Masking is suppression of pain from sensory sensitivities. Masking is learning to partially shut down rather than melt down in the face of sensory and cognitive overload, so as to maintain the facade, and preserve enough function to avoid helplessness when in public.

Masking is crawling home exhausted, burnt out, unable to do anything of meaning, because of the effort spent processing speech, analyzing social situations, reading rooms, suppressing pain, suppressing the urge to lash out, to make them all shut up, to stop the noisy things and the insinuations and their damnable staring eyes.

Masking is forcing myself to follow the whims, routines, and rituals of others, contrary to my own interest, contrary to my fundamental nature, every day. When I inevitably fail, masking is hating myself for the days I cannot.

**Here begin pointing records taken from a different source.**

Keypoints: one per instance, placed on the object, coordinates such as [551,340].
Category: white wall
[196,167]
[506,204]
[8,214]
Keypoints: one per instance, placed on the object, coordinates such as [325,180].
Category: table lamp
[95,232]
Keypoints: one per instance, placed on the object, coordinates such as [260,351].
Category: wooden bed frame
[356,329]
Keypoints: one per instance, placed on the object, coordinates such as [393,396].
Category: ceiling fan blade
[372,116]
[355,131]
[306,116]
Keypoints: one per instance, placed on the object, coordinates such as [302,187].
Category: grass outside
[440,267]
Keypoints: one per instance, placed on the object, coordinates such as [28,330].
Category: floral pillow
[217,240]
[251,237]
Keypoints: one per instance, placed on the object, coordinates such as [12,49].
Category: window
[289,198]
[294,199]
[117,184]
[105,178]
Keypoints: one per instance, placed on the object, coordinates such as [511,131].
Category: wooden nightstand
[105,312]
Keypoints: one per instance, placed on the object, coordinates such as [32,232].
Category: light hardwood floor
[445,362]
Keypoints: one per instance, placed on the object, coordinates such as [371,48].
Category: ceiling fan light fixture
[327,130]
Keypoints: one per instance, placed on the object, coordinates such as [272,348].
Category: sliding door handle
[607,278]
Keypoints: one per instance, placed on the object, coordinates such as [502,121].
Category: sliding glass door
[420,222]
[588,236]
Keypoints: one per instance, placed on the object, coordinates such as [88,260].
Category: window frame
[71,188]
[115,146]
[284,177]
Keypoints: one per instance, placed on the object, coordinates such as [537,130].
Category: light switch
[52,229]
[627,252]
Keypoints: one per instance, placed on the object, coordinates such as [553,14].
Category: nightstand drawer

All of that, for me, is or has been masking. Some of the more screwed up behaviors I'm trying to unlearn, and I'm trying to learn to mask less. It's a work in progress.
 
...is it really any different to just letting loose and not paying attention to social expectations. ...

Not really.
one has to know what those social expectations are in order to class it as not paying attention to them.
Difficult to notice something that doesn't exsist.

much repeated rejection and negative reaction during earlier stages of social interaction lets us know what may NOT be acceptable in social groups,

but wont state or highlight precisely what is.

By observing those we think know what they're doing (aren't rejected in social groups)
we may emulate their presence, reaction, gestures but can never emulate their feelings.

Can't "fake it til you make it" because feelings aren't evoked.

Holding back the 'natural' and putting in place scripts and mimicry requires cosmic effort.
Sustainable for a certain length of time,
far too much to remember and 'get it right' to keep up indefinitely.
(the reason social events or work can be draining ?)

I believe masking to be the roles I'll play in a given situation.
Covering what may feel natural to me with something else I believe to be generally more acceptable to others.
 
Such interesting responses.

And when you stop masking, is it a retreat from the social? Less talking, more focus on things that are actually of interest to you. Rest?

Is any conversation outside of your own area of interest ever natural, is it ever fulfilling?